İkincisi, il bazında milli gelir serisi, illerin iktisadi büyüme ve istihdam için birbirleri ile rekabet etmesinde etkin bir araç olarak kullanılabilir. Yerelin gelişme eksenlerini en iyi yerelde oturanlar bilirler. Yerele ilişkin kararların ağırlıkla yerelde alınmasında, illerin birbirleriyle rekabet etmesinde fayda vardır. Hâlbuki bizim mevcut gelişme stratejimiz yerele yeterince ağırlık vermemektedir. Bugün yerelde büyümenin, zenginleşmenin bir sahibi olmadığı için, büyüme süreci yeterince kapsayıcı olmamaktadır. Vali zaten atama ile gelmektedir ve yükseltilme kriterleri içinde ekonomik hiçbir hedef yoktur. Belediye başkanı seçimle gelmektedir. Ancak belediye başkanının da ilin iktisadi gelişimi ile ilgili hedef koyabilmesi mümkün değildir. En son yapılan idari yapı değişiklikleri ile aslında büyükşehir belediye başkanları bütün ilden sorumlu hale gelmişlerdir ancak ilin iktisadi büyümesi, ilde istidam yaratılması ile ilgili yetki sahibi değildirler. Nedir? Türkiye’de yerelde büyümenin sahibi yoktur.

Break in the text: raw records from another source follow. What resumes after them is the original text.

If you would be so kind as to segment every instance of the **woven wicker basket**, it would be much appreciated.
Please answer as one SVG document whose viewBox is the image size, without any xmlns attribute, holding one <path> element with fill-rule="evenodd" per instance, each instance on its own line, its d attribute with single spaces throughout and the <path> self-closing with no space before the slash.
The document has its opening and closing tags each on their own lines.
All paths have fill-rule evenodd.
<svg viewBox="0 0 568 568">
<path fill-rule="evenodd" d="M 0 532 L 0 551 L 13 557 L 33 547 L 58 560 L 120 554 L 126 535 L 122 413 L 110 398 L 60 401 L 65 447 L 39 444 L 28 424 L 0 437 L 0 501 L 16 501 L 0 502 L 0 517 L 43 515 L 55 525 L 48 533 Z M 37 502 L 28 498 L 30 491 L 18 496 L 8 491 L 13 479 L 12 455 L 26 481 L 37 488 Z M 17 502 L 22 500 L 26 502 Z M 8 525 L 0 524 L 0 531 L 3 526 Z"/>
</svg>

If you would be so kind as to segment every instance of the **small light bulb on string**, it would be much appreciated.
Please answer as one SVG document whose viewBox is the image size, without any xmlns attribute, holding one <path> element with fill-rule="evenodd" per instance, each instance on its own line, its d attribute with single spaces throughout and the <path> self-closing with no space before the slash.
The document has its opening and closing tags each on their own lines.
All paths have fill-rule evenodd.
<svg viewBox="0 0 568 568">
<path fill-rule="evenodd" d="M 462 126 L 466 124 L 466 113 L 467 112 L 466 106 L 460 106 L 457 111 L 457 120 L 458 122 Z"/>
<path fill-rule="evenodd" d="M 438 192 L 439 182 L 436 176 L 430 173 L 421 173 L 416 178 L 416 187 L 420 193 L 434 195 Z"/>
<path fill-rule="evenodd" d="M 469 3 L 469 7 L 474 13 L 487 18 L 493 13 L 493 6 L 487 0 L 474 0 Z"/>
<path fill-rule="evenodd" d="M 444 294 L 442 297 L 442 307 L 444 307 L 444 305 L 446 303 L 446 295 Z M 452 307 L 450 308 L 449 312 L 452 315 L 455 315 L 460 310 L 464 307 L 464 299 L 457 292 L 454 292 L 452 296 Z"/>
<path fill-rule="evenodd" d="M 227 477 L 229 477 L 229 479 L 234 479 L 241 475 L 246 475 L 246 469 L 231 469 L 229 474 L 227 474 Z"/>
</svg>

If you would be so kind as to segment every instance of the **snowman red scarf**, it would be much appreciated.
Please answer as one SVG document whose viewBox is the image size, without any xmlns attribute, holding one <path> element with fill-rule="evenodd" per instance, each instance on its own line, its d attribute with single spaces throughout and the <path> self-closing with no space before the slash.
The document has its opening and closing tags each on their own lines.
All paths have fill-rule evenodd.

Üçüncüsü, ben yereli öne çıkaracak bir değişiklik sürecinde öncelikle İçişleri Bakanlığı bünyesindeki Mahalli İdareler Teşkilatı’nın ayrı bir bakanlığa dönüştürülmesi gerektiği kanaatindeyim. İçişleri Bakanlığı içinden bir Mahalli İdareler ve Yerel Kalkınma Bakanlığı ile Göçmen Bakanlığı çıkartılmasının faydalı olacağını düşünüyorum. Böylece İçişleri Bakanlığı’nın asli görevine, asayiş ve terörle mücadeleye, odaklanabileceği kanaatindeyim. Yerelde büyümenin bir sahibi olmadığında Türkiye’nin daha tempolu büyüyebilmesi mümkün değildir. Halen daha ülke arazisini hangi iktisadi ve sosyal amaçlarla kullanacağını bir bütün olarak bilmeyen, mekân kullanımı üzerinde düşünmekten aciz bir idareden söz ediyoruz. Unutmayın, Türkiye’nin halen bir mekân planı da yoktur. Buradan zenginleşme hikâyesi çıkar mı? Çıkmaz.
Yeni hükümete bakarken bunları hala göremiyor olmak, bu konularda yeterince düşünmediğimizi gösteriyor yalnızca. Ben bunu hazin buluyorum. Ayrıca kendi başına beceremediğimizi yapmamızı sağlayacak Avrupa Birliği sürecini yeniden başlatmayı bir türlü becerememiş olmamızı da önemli bir eksiklik olarak görüyorum. Ne kadar yüksekten de atsanız lafla peynir gemisi yürümüyor. Türkiye’nin artık dedikodudan icraata geçmesi gerekiyor. Bunu hala öğrenememiş olmamız da aslında hüzün verici. Türkiye’nin hayal ile hakikati birbirinden ayırmayı öğrenmesi gerekmektedir. Bir daha söyleyeyim: Türkiye’nin son 12 yıllık ekonomik performansı göz kamaştırıcı değildir. Türkiye, bir nevi tık nefes olup kalmıştır.
Bu köşe yazısı 26.05.2016 tarihinde Dünya Gazetesi'nde yayımlandı.